Event

Doctoral Defence: TANG Xunzhu

The Doctoral School in Sciences and Engineering is happy to invite you to TANG Xunzhu’s defence entitled

Automating the Analysis and Generation of Code Changes with Foundation Models

Supervisor: Prof Jacques KLEIN

Code changes are fundamental to software evolution, encompassing feature implementation, bug fixing, and security patching. As software systems scale in size and complexity, the ability to accurately understand and analyze code changes becomes increasingly critical for ensuring long-term software reliability, security, and maintainability. However, most existing tools treat code changes as plain diffs or unstructured token sequences, which overlook their underlying intent, semantics, and structural context. This lack of structured representation limits the effectiveness of automated approaches in key software engineering tasks such as vulnerability detection, code review, and automated program repair.

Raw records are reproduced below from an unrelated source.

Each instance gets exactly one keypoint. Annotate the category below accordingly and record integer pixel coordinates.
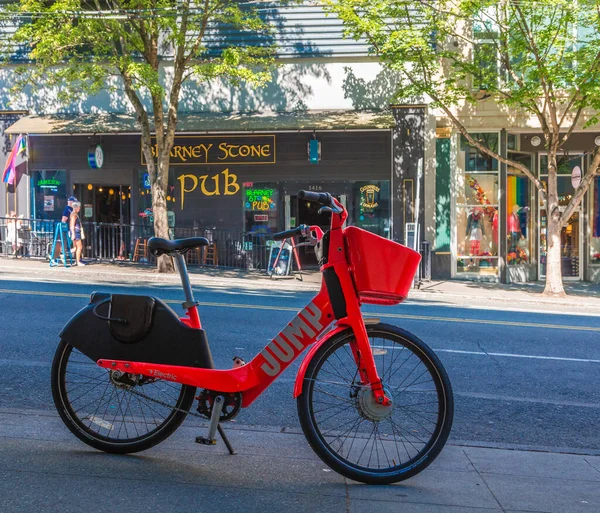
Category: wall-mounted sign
(95, 156)
(224, 149)
(48, 203)
(576, 177)
(368, 199)
(51, 183)
(222, 183)
(260, 199)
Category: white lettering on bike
(163, 375)
(295, 336)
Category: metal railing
(109, 242)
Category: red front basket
(383, 270)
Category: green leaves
(149, 46)
(522, 54)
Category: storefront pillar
(407, 149)
(503, 234)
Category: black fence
(33, 238)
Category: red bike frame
(305, 329)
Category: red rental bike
(374, 401)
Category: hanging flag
(17, 156)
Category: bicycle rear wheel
(365, 441)
(113, 412)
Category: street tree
(146, 50)
(540, 58)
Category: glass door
(571, 237)
(476, 215)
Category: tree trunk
(161, 220)
(554, 284)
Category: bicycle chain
(157, 401)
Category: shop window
(49, 194)
(371, 206)
(476, 200)
(565, 163)
(477, 239)
(595, 223)
(518, 212)
(474, 160)
(571, 230)
(261, 207)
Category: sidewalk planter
(521, 273)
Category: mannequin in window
(474, 233)
(514, 226)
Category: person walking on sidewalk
(65, 220)
(76, 232)
(12, 233)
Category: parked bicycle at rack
(373, 400)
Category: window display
(261, 202)
(595, 223)
(518, 211)
(49, 194)
(477, 185)
(571, 231)
(371, 209)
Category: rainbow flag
(17, 156)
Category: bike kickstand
(215, 416)
(226, 440)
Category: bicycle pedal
(205, 441)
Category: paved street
(523, 379)
(520, 378)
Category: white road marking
(483, 353)
(510, 355)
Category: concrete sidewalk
(582, 296)
(43, 468)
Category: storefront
(498, 222)
(244, 184)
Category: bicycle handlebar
(290, 233)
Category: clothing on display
(475, 232)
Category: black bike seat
(158, 246)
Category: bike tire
(322, 438)
(95, 429)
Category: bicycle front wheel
(115, 412)
(365, 441)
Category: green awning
(86, 124)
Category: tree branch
(582, 189)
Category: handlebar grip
(323, 198)
(288, 233)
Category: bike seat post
(190, 302)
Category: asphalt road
(520, 378)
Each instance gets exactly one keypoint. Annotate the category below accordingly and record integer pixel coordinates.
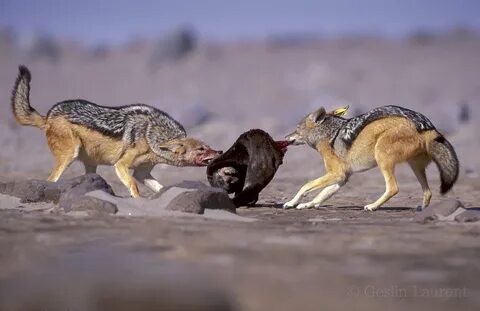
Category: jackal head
(317, 125)
(187, 152)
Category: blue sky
(117, 20)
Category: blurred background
(223, 67)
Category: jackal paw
(290, 204)
(370, 207)
(306, 205)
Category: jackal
(133, 136)
(382, 137)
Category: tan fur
(69, 142)
(383, 143)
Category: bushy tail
(446, 159)
(23, 112)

This thesis addresses this challenge by exploring how structured and generalizable representations of code and code changes can support a wide range of LLM-driven downstream tasks. We introduce Patcherizer, a learning framework designed to model both the sequential semantics and structural transformations involved in code modifications. Patcherizer combines token-level change intent, abstract syntax tree (AST) structure analysis, and contextual information to form representations that are both expressive and reusable across tasks. Our experiments demonstrate that Patcherizer significantly improves performance in tasks such as commit message generation, defect prediction, and patch correctness evaluation.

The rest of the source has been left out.